À longueur de journée, les administrateurs au niveau des universités sont victimes d’insultes et de menaces des étudiants. Plusieurs enseignants et membres du personnel administratif et technique ont vu leurs véhicules endommagés du fait de la violence des étudiants, membres des comités AEEM : roues crevés, pare-brise cassé, etc.
Aux dires des responsables, ces actes inqualifiables font que les Enseignants, administrateurs et étudiants viennent toujours à l’université, angoissés. La violence est devenue un principe régulateur, une sorte de mode de gouvernance que l’AEEM veut imposer aux autres acteurs du système éducatif. Elle a pris des proportions très inquiétantes, avec des orientations mafieuses.
Toujours selon eux, les établissements d’enseignement supérieur et de recherche sont devenus aujourd’hui, des espaces d’affrontements armés, des terrains de violence aveugle. Cette situation est bien loin des fonctions traditionnelles et essentielles de l’école qui sont la transmission du savoir, du savoir-faire et du savoir être, la préparation à l’exercice d’un métier.
C’est pourquoi, la situation chaotique interpelle tout un chacun. C’est fort d’une analyse lucide des questions de violence que les responsables des Institutions d’Enseignement Supérieur et de Recherche publiques, notamment des cinq universités publiques du Mali ont sollicité et encouragé le Ministre de l’Enseignement Supérieur et de la Recherche Scientifique, en collaboration avec ses homologues de l’Education Nationale, de la sécurité, de la justice et de l’administration territoriale, à prendre des mesures énergiques, rigoureuses et immédiates face à la violence dans l’espace universitaire.

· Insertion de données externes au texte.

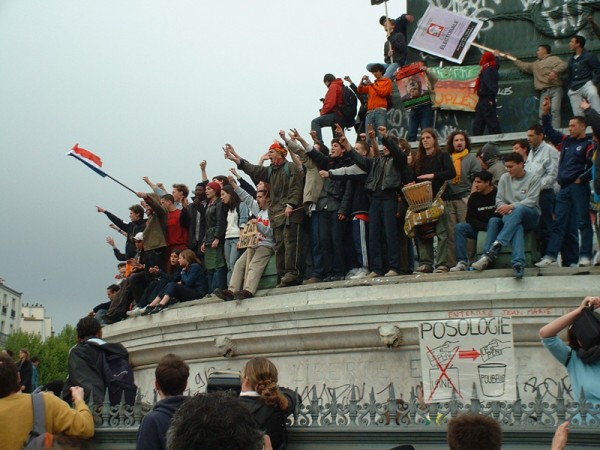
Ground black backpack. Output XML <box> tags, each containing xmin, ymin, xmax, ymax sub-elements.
<box><xmin>340</xmin><ymin>86</ymin><xmax>358</xmax><ymax>128</ymax></box>
<box><xmin>88</xmin><ymin>340</ymin><xmax>137</xmax><ymax>405</ymax></box>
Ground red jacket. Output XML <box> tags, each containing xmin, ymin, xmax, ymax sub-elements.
<box><xmin>321</xmin><ymin>78</ymin><xmax>344</xmax><ymax>115</ymax></box>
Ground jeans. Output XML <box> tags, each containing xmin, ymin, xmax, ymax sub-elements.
<box><xmin>545</xmin><ymin>183</ymin><xmax>593</xmax><ymax>262</ymax></box>
<box><xmin>164</xmin><ymin>282</ymin><xmax>207</xmax><ymax>303</ymax></box>
<box><xmin>537</xmin><ymin>188</ymin><xmax>555</xmax><ymax>255</ymax></box>
<box><xmin>539</xmin><ymin>86</ymin><xmax>563</xmax><ymax>128</ymax></box>
<box><xmin>568</xmin><ymin>80</ymin><xmax>600</xmax><ymax>116</ymax></box>
<box><xmin>367</xmin><ymin>62</ymin><xmax>400</xmax><ymax>80</ymax></box>
<box><xmin>407</xmin><ymin>103</ymin><xmax>434</xmax><ymax>141</ymax></box>
<box><xmin>207</xmin><ymin>267</ymin><xmax>227</xmax><ymax>293</ymax></box>
<box><xmin>454</xmin><ymin>223</ymin><xmax>485</xmax><ymax>264</ymax></box>
<box><xmin>311</xmin><ymin>113</ymin><xmax>338</xmax><ymax>143</ymax></box>
<box><xmin>369</xmin><ymin>196</ymin><xmax>400</xmax><ymax>274</ymax></box>
<box><xmin>309</xmin><ymin>211</ymin><xmax>325</xmax><ymax>278</ymax></box>
<box><xmin>224</xmin><ymin>238</ymin><xmax>241</xmax><ymax>284</ymax></box>
<box><xmin>319</xmin><ymin>210</ymin><xmax>348</xmax><ymax>277</ymax></box>
<box><xmin>486</xmin><ymin>205</ymin><xmax>540</xmax><ymax>267</ymax></box>
<box><xmin>365</xmin><ymin>109</ymin><xmax>387</xmax><ymax>145</ymax></box>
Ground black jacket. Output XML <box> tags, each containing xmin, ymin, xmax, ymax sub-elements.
<box><xmin>61</xmin><ymin>337</ymin><xmax>129</xmax><ymax>405</ymax></box>
<box><xmin>351</xmin><ymin>137</ymin><xmax>410</xmax><ymax>194</ymax></box>
<box><xmin>240</xmin><ymin>388</ymin><xmax>299</xmax><ymax>450</ymax></box>
<box><xmin>306</xmin><ymin>150</ymin><xmax>354</xmax><ymax>214</ymax></box>
<box><xmin>137</xmin><ymin>395</ymin><xmax>187</xmax><ymax>450</ymax></box>
<box><xmin>103</xmin><ymin>211</ymin><xmax>147</xmax><ymax>259</ymax></box>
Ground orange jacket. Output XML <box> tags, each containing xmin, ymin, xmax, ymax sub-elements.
<box><xmin>358</xmin><ymin>77</ymin><xmax>393</xmax><ymax>110</ymax></box>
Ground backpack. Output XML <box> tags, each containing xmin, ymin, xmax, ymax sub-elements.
<box><xmin>23</xmin><ymin>392</ymin><xmax>54</xmax><ymax>450</ymax></box>
<box><xmin>87</xmin><ymin>339</ymin><xmax>137</xmax><ymax>405</ymax></box>
<box><xmin>340</xmin><ymin>85</ymin><xmax>358</xmax><ymax>128</ymax></box>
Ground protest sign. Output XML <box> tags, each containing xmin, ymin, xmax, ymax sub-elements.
<box><xmin>396</xmin><ymin>62</ymin><xmax>433</xmax><ymax>110</ymax></box>
<box><xmin>419</xmin><ymin>317</ymin><xmax>516</xmax><ymax>402</ymax></box>
<box><xmin>238</xmin><ymin>222</ymin><xmax>259</xmax><ymax>249</ymax></box>
<box><xmin>408</xmin><ymin>6</ymin><xmax>483</xmax><ymax>64</ymax></box>
<box><xmin>429</xmin><ymin>65</ymin><xmax>480</xmax><ymax>112</ymax></box>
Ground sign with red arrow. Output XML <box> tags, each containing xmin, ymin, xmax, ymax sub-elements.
<box><xmin>419</xmin><ymin>317</ymin><xmax>516</xmax><ymax>402</ymax></box>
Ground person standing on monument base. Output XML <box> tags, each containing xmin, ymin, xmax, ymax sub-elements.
<box><xmin>225</xmin><ymin>142</ymin><xmax>304</xmax><ymax>288</ymax></box>
<box><xmin>511</xmin><ymin>44</ymin><xmax>568</xmax><ymax>128</ymax></box>
<box><xmin>566</xmin><ymin>35</ymin><xmax>600</xmax><ymax>116</ymax></box>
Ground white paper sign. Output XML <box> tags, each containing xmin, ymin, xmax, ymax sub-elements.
<box><xmin>419</xmin><ymin>317</ymin><xmax>516</xmax><ymax>402</ymax></box>
<box><xmin>408</xmin><ymin>6</ymin><xmax>483</xmax><ymax>64</ymax></box>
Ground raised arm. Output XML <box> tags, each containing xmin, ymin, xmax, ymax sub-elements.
<box><xmin>539</xmin><ymin>297</ymin><xmax>600</xmax><ymax>338</ymax></box>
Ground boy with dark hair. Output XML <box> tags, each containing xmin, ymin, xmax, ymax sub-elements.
<box><xmin>96</xmin><ymin>204</ymin><xmax>147</xmax><ymax>259</ymax></box>
<box><xmin>137</xmin><ymin>354</ymin><xmax>190</xmax><ymax>450</ymax></box>
<box><xmin>63</xmin><ymin>317</ymin><xmax>134</xmax><ymax>405</ymax></box>
<box><xmin>450</xmin><ymin>170</ymin><xmax>497</xmax><ymax>272</ymax></box>
<box><xmin>310</xmin><ymin>73</ymin><xmax>344</xmax><ymax>143</ymax></box>
<box><xmin>447</xmin><ymin>414</ymin><xmax>502</xmax><ymax>450</ymax></box>
<box><xmin>167</xmin><ymin>391</ymin><xmax>268</xmax><ymax>450</ymax></box>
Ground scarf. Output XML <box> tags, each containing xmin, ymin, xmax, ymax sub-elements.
<box><xmin>451</xmin><ymin>149</ymin><xmax>469</xmax><ymax>184</ymax></box>
<box><xmin>474</xmin><ymin>52</ymin><xmax>497</xmax><ymax>94</ymax></box>
<box><xmin>578</xmin><ymin>345</ymin><xmax>600</xmax><ymax>364</ymax></box>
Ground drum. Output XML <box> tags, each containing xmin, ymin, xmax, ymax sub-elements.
<box><xmin>402</xmin><ymin>181</ymin><xmax>433</xmax><ymax>212</ymax></box>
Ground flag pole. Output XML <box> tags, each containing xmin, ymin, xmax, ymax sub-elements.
<box><xmin>104</xmin><ymin>173</ymin><xmax>138</xmax><ymax>195</ymax></box>
<box><xmin>471</xmin><ymin>42</ymin><xmax>516</xmax><ymax>61</ymax></box>
<box><xmin>384</xmin><ymin>1</ymin><xmax>393</xmax><ymax>64</ymax></box>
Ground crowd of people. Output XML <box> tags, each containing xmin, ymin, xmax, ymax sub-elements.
<box><xmin>5</xmin><ymin>303</ymin><xmax>596</xmax><ymax>449</ymax></box>
<box><xmin>79</xmin><ymin>12</ymin><xmax>600</xmax><ymax>324</ymax></box>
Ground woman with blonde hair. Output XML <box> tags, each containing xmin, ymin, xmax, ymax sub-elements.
<box><xmin>239</xmin><ymin>357</ymin><xmax>299</xmax><ymax>450</ymax></box>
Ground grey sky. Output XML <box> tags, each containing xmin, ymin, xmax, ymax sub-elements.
<box><xmin>0</xmin><ymin>0</ymin><xmax>407</xmax><ymax>332</ymax></box>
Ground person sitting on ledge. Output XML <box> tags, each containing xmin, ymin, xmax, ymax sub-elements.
<box><xmin>470</xmin><ymin>152</ymin><xmax>540</xmax><ymax>279</ymax></box>
<box><xmin>143</xmin><ymin>249</ymin><xmax>207</xmax><ymax>315</ymax></box>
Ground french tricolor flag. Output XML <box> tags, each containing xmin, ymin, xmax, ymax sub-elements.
<box><xmin>67</xmin><ymin>144</ymin><xmax>107</xmax><ymax>177</ymax></box>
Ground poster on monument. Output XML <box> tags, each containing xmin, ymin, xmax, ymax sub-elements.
<box><xmin>419</xmin><ymin>317</ymin><xmax>516</xmax><ymax>402</ymax></box>
<box><xmin>396</xmin><ymin>62</ymin><xmax>432</xmax><ymax>110</ymax></box>
<box><xmin>429</xmin><ymin>65</ymin><xmax>480</xmax><ymax>112</ymax></box>
<box><xmin>409</xmin><ymin>6</ymin><xmax>483</xmax><ymax>64</ymax></box>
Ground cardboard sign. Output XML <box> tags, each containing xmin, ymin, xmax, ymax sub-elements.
<box><xmin>238</xmin><ymin>222</ymin><xmax>259</xmax><ymax>249</ymax></box>
<box><xmin>429</xmin><ymin>65</ymin><xmax>480</xmax><ymax>112</ymax></box>
<box><xmin>419</xmin><ymin>317</ymin><xmax>516</xmax><ymax>402</ymax></box>
<box><xmin>396</xmin><ymin>62</ymin><xmax>432</xmax><ymax>110</ymax></box>
<box><xmin>408</xmin><ymin>6</ymin><xmax>483</xmax><ymax>64</ymax></box>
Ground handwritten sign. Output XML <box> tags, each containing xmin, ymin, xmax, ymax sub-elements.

Pour remédier à ce problème, les responsables de ces dits départements ont entre autre suggéré, la mise en œuvre des recommandations du forum sur l’insécurité dans les établissements scolaires et universitaires tenu en janvier 2018, notamment : La mise à l’écart de l’AEEM de la gestion des parkings, des résidences universitaires, et autres œuvres sociales universitaires, l’ouverture dans les meilleurs délais des postes de sécurité au niveau de la colline de Badalabougou.
A cela s’ajoutent à l’évacuation de tous les occupants non étudiants des résidences, la traduction en justice de tous les auteurs des récents crimes ; le suivi, le contrôle et l’application de ces différentes mesures par les autorités universitaires et les forces de sécurité et la mise en place d’une commission de réflexion sur les associations estudiantines.
Autres suggestions, la suspension de toutes les activités de l’AEEM dans tous les établissements scolaires et universitaires, au moins pendant la période de la Transition. Cette suspension devra être mise à profit pour engager une réflexion sur le syndicalisme estudiantin, l’accompagnement des élèves et étudiants dans la mise en place de nouvelles règles d’organisation et de fonctionnement de leur association, avec la participation de l’ensemble des partenaires de l’Ecole.
Ces mesures seront mises en place en urgence, concomitamment à la réflexion sur la refondation de l’Ecole malienne.
« Les signataires de la présente déclaration, en accord avec nos collègues et administrés, ont invité les hautes autorités de la Transition à répondre favorablement à cet appel pour l’Histoire » car, estiment-ils, l’éducation et violence ne pourront jamais marcher ensemble. « La refondation de l’Etat, que nous appelons de toutes nos forces, se réalisera d’abord à l’Ecole, une Ecole pacifiée, avec des étudiants disciplinés et studieux, soucieux de bien se former, pour eux-mêmes d’abord, leur famille et toute la Nation Malienne », ont-ils conclu.